Parents attend Coventry Cathedral service to help with baby loss
- Published
Grieving parents were able to hear and share their stores at a special service to mark Baby Loss Awareness Week.
Jessica Weeks, who started charity Hannah's House after the death of her daughter Emilia, attended the event.
She said she found it helpful adding one of the biggest issues surrounding baby loss are parents not having any tangible memories of their child.
Rev Ricarda Witcombe, chaplain at George Eliot Hospital, led the service on Sunday at Coventry Cathedral.
Following a 12-week scan in January 2017, Mrs Weeks and her husband found out their unborn child had spina bifida and anencephaly, a defect in which a baby will be born without parts of the brain and skull.
They had less than an hour to hold their daughter on the day of her birth as she died 57 minutes later.
As Mrs Weeks and her family fought through grief, she found there were few charities around to support her first-born child, Hannah, deal with the loss of a sibling.

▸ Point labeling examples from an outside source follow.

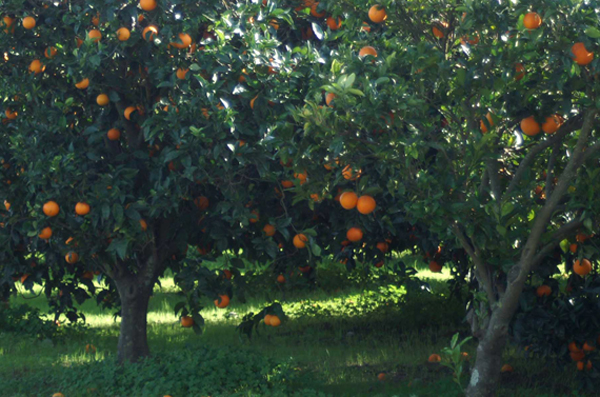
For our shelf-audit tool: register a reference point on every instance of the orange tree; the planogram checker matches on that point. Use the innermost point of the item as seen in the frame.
(134, 130)
(478, 118)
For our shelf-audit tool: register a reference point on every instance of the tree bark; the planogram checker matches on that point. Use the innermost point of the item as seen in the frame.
(133, 342)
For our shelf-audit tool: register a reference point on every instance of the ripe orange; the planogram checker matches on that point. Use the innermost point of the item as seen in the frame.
(582, 267)
(71, 257)
(95, 35)
(46, 233)
(383, 246)
(148, 5)
(82, 208)
(83, 84)
(543, 290)
(367, 50)
(366, 204)
(434, 358)
(181, 72)
(29, 23)
(348, 200)
(532, 21)
(300, 241)
(102, 100)
(377, 14)
(150, 32)
(202, 202)
(36, 67)
(223, 303)
(506, 368)
(435, 267)
(50, 52)
(187, 321)
(482, 125)
(530, 127)
(520, 71)
(269, 230)
(334, 23)
(354, 234)
(123, 34)
(551, 125)
(315, 13)
(113, 134)
(51, 208)
(328, 98)
(186, 41)
(581, 55)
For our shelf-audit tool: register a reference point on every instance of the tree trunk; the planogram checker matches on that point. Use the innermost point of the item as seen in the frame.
(133, 342)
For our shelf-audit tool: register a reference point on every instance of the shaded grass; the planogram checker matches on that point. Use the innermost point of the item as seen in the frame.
(337, 339)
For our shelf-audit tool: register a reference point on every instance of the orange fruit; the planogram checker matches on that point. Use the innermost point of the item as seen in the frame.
(269, 230)
(434, 358)
(102, 100)
(46, 233)
(543, 290)
(82, 208)
(334, 23)
(435, 267)
(202, 202)
(365, 204)
(51, 208)
(187, 321)
(530, 127)
(551, 125)
(315, 13)
(532, 21)
(300, 241)
(377, 14)
(36, 67)
(150, 32)
(348, 200)
(186, 41)
(181, 73)
(354, 234)
(123, 34)
(520, 71)
(71, 257)
(577, 356)
(482, 125)
(113, 134)
(383, 246)
(95, 35)
(328, 98)
(83, 84)
(582, 267)
(223, 303)
(148, 5)
(367, 50)
(128, 111)
(29, 23)
(506, 368)
(50, 52)
(581, 55)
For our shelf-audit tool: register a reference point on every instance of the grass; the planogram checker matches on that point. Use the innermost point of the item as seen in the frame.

The concept of Hannah's House, external, named after her daughter, was born and she set about helping families cope with neonatal death, miscarriage and stillbirth.
"Children don't deal with grief, they don't stay in the sadness for very long so it may appear that they are over things because they start talking about something else, but they will come back to it," she said.
Faith lost her son Grayson when he was stillborn at 37 weeks.
She said it had been "very isolating" to be be unable to talk with other people about her loss and that "events like this that make it that little bit easier".
The national Baby Loss Awareness Week is led by Sands, external, the stillbirth and neonatal death charity, in collaboration with more than 40 charities across the UK.